The narrowing down of India’s wealth under British rule was what Dutt attempted to prove through his monumental effort. “It is, unfortunately, a fact which no well-informed Indian official will ignore,” argued Dutt in his statistics and figures laden study, that, “in many ways, the sources of national wealth in India have been narrowed under British rule. India in the 18th century was a great manufacturing as well as a great agricultural country, and the products of the Indian loom supplied the markets of Asia and of Europe.

It is, unfortunately, true that the East Indian Company and the British Parliament, following the selfish commercial policy of a 100 years ago, discouraged Indian manufacturers in the early years of British rule in order to encourage the rising manufactures of England. Their fixed policy, pursued during the last decades of the 18th century and the first decades of the 19th, was to make India subservient to the industries of Great Britain, and to make the Indian people grow raw produce only, in order to supply material for the looms and manufactories of Great Britain.”

Works such as Sakharam Ganesh Deushkar’s classic Desher Katha — written and proscribed during the Swadeshi movement and which looks at the economic exploitation of India, or Pandit Sunderlal’s monumental two volume Bharat Mein Angrezi Raj a scathing indictment of the British rule, or Will Durant’s 1930 study of India’s economic degeneration under the British, The Case for India, or more recently Madhusree Mukerjee’s path-breaking work on the Bengal famine of 1943, Churchill’s Secret War: the British Empire and the Ravaging of India, could have all found place in our studies or courses on the struggle for freedom.

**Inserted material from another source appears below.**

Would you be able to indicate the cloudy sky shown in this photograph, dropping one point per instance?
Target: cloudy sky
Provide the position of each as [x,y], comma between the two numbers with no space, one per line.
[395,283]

So disturbed was Durant to see India’s plight that he decided to put aside all other studies for a while in order to highlight her pitiable and exploited condition before the world. “I saw such things in India”, wrote Durant, “as made me feel that study and writing were frivolous things in the presence of a people — one-fifth of the human race — suffering poverty and oppression bitterer than any to be found elsewhere on the earth. I was horrified. I had not thought it possible that any government could allow its subjects to sink to such misery.”

Congress leader Shashi Tharoor was right on the exploitative nature of British rule, only he is not the first Indian to say so or to study it. Moreover, it would have done India and Indian thought a greater service if Mr Tharoor, instead of talking of it today could have, in his days in the Indian Education Ministry, arranged for these diverse works by various authors, many of them “non-historians” under the Marxian rubric, to be weaved into our educational curriculum. That, more than any other peroration, would have been a first step towards the actual study of India’s devilish spoliation as a colony.